The regular lights are fine, but there are some LED lights (ones with the multiple lights in a hexagon) that are flickering. This happens in both the regular speed and slow motion video portions of the video. You’ll notice, of course, the flickering is slower in the slo-mo portion. (mixed frame rates can sometimes be a problem as well but not in this case)
Usually this is something Flicker Free can fix pretty easily and does so in this case, but there are a few variables that are present in this video that can sometimes complicate things. It’s a handheld shot (shaky), there are multiple lights, and there are performers (who, luckily, aren’t moving much).
Handheld shot: The camera is moving erratically. This can be a problem for Flicker Free and it’s something the Motion Compensation checkbox was specifically designed to deal with (in addition to the Detect Motion settings). However, in this case, the camera isn’t moving quickly which is where this really becomes a problem. So we can get away with only having Detect Motion on. Also… with stage performances there is also often a lot of movement of the performers. Not a problem here, but if there is a lot of performer movement, it’s likely you’ll really need to turn Motion Compensation on.
Motion Compensation increases the render time, so if you don’t need to turn it on, then it’s best not to. But some footage will only be fixable with it on, so if the default settings aren’t working, turn on Motion Compensation.
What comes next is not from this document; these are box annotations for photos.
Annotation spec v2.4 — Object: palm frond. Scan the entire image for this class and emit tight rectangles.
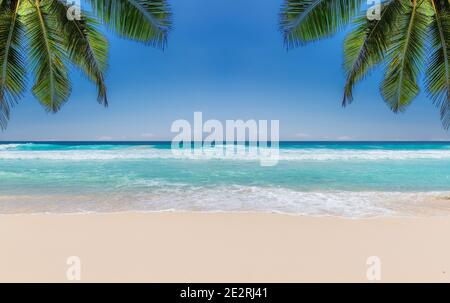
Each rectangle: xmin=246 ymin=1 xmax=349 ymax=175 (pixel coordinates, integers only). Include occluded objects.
xmin=425 ymin=0 xmax=450 ymax=129
xmin=280 ymin=0 xmax=362 ymax=47
xmin=54 ymin=0 xmax=109 ymax=106
xmin=0 ymin=0 xmax=26 ymax=129
xmin=25 ymin=0 xmax=71 ymax=112
xmin=381 ymin=0 xmax=430 ymax=112
xmin=342 ymin=0 xmax=403 ymax=106
xmin=88 ymin=0 xmax=171 ymax=48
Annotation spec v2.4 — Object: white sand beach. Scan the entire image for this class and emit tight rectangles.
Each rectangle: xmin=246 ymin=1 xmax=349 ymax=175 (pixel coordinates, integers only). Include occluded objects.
xmin=0 ymin=213 xmax=450 ymax=282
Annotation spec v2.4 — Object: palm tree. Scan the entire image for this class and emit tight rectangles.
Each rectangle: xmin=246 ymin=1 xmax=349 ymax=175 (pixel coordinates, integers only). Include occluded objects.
xmin=280 ymin=0 xmax=450 ymax=129
xmin=0 ymin=0 xmax=171 ymax=129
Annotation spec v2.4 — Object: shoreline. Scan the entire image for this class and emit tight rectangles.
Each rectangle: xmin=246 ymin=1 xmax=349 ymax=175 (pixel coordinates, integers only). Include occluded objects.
xmin=0 ymin=212 xmax=450 ymax=282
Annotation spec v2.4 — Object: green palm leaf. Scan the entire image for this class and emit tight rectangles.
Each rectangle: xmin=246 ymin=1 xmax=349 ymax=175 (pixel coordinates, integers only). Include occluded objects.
xmin=381 ymin=0 xmax=430 ymax=112
xmin=88 ymin=0 xmax=171 ymax=47
xmin=55 ymin=0 xmax=109 ymax=106
xmin=342 ymin=0 xmax=403 ymax=106
xmin=0 ymin=1 xmax=26 ymax=129
xmin=280 ymin=0 xmax=362 ymax=47
xmin=25 ymin=0 xmax=71 ymax=112
xmin=426 ymin=0 xmax=450 ymax=129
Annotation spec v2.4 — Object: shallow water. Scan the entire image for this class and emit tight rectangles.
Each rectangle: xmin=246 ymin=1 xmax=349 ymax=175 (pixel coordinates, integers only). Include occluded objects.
xmin=0 ymin=142 xmax=450 ymax=218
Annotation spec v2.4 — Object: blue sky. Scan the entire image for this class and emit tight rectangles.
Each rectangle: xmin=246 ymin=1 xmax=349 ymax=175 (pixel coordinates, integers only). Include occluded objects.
xmin=0 ymin=0 xmax=450 ymax=140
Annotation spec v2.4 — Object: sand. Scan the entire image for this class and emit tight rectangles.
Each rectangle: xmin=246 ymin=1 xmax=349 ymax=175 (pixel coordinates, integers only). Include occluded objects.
xmin=0 ymin=213 xmax=450 ymax=282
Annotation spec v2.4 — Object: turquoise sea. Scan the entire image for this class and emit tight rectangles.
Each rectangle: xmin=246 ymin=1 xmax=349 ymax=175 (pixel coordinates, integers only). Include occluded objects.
xmin=0 ymin=142 xmax=450 ymax=218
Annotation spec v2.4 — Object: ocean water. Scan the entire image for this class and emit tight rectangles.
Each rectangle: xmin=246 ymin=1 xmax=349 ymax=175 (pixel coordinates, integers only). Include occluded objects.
xmin=0 ymin=142 xmax=450 ymax=218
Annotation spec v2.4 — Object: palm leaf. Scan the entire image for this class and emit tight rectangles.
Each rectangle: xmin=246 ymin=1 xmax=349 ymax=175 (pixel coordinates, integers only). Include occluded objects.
xmin=25 ymin=0 xmax=71 ymax=112
xmin=280 ymin=0 xmax=362 ymax=47
xmin=88 ymin=0 xmax=171 ymax=47
xmin=381 ymin=0 xmax=430 ymax=112
xmin=342 ymin=0 xmax=403 ymax=106
xmin=54 ymin=0 xmax=109 ymax=106
xmin=425 ymin=0 xmax=450 ymax=129
xmin=0 ymin=1 xmax=26 ymax=129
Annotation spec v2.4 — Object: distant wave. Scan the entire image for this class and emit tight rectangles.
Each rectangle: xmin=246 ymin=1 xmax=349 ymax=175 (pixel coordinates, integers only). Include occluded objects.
xmin=0 ymin=144 xmax=450 ymax=161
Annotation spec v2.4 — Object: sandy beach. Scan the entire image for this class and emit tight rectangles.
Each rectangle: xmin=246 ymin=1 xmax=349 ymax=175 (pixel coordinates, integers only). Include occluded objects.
xmin=0 ymin=213 xmax=450 ymax=282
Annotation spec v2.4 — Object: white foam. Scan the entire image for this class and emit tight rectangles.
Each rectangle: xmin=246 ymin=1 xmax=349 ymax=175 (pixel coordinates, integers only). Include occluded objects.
xmin=0 ymin=185 xmax=450 ymax=218
xmin=0 ymin=144 xmax=450 ymax=161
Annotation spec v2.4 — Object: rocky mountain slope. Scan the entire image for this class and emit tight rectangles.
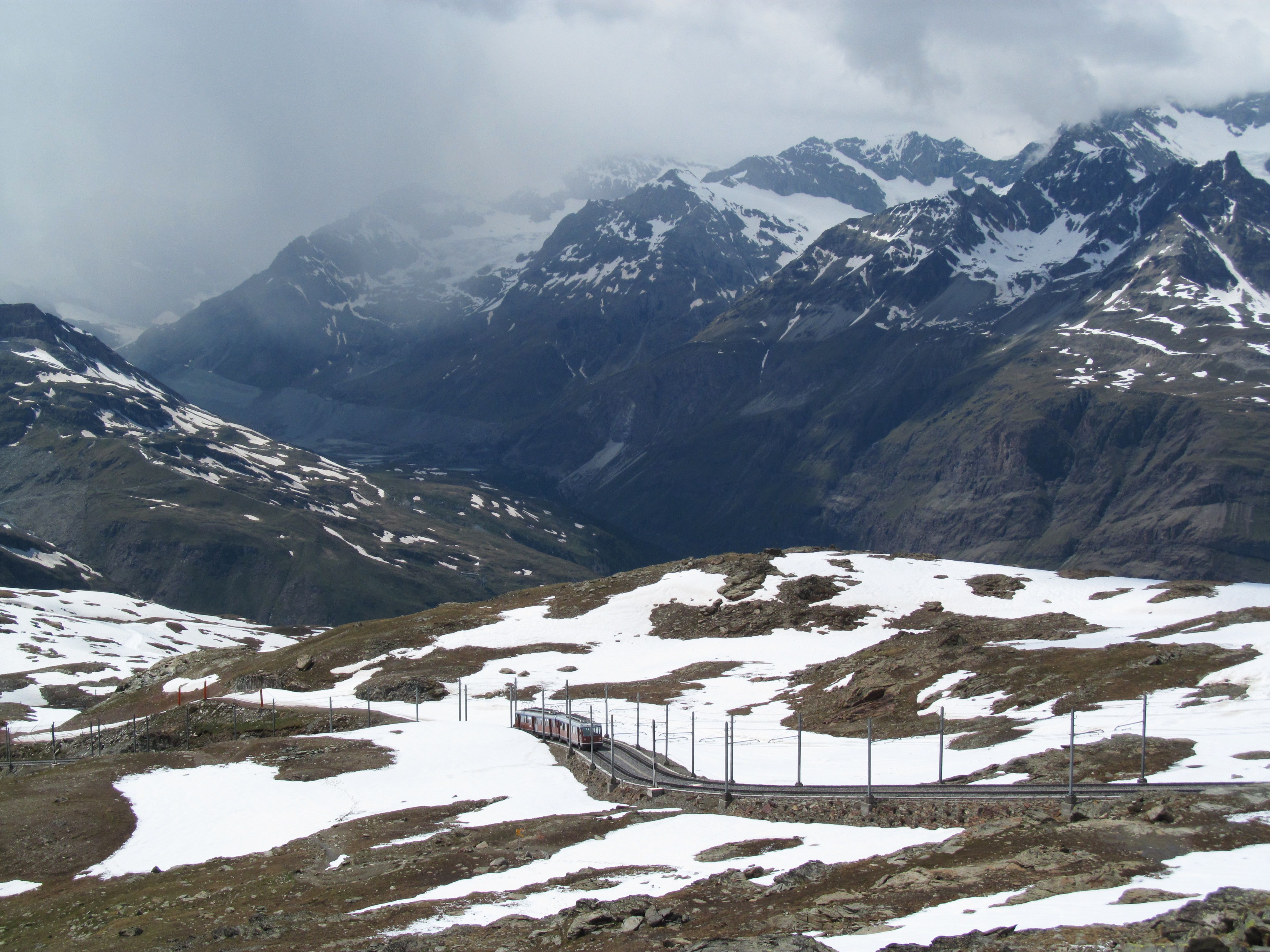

As is often the case the default settings, the preset Rolling Bands, works great. This is very common with LED lights as they produce a certain type of flicker that the preset/default works very well on.
Multiple Lights: It’s possible to have multiple lights in the scene that flicker, and do so at different rates. Flicker Free can usually handle this scenario, but sometimes you need to apply two instances of Flicker Free. If you do this, it’s highly recommended not to use Motion Compensation and either turn Detect Motion off or set it to Fast. If you have Motion Compensation on and use two instances of FF, you’ll get exponentially longer render times and you might run out of memory on the GPU causing a crash.
Slow Motion: Slo-mo footage can really slow the flickering down, requiring you to max out Time Radius. Again, this is a setting that can increase render times, so lower values are better if you can get away with them and it fixes the flicker.
This clip was fairly easy. Only one light was an LED light and flickering, So the default settings worked great. If the default settings don’t work there are a few other presets to try: Stage Lights, Projection Screen, etc. But, even if those don’t work right off the bat, hopefully this gives you some tips on how to fix even the most challenging videos of performances.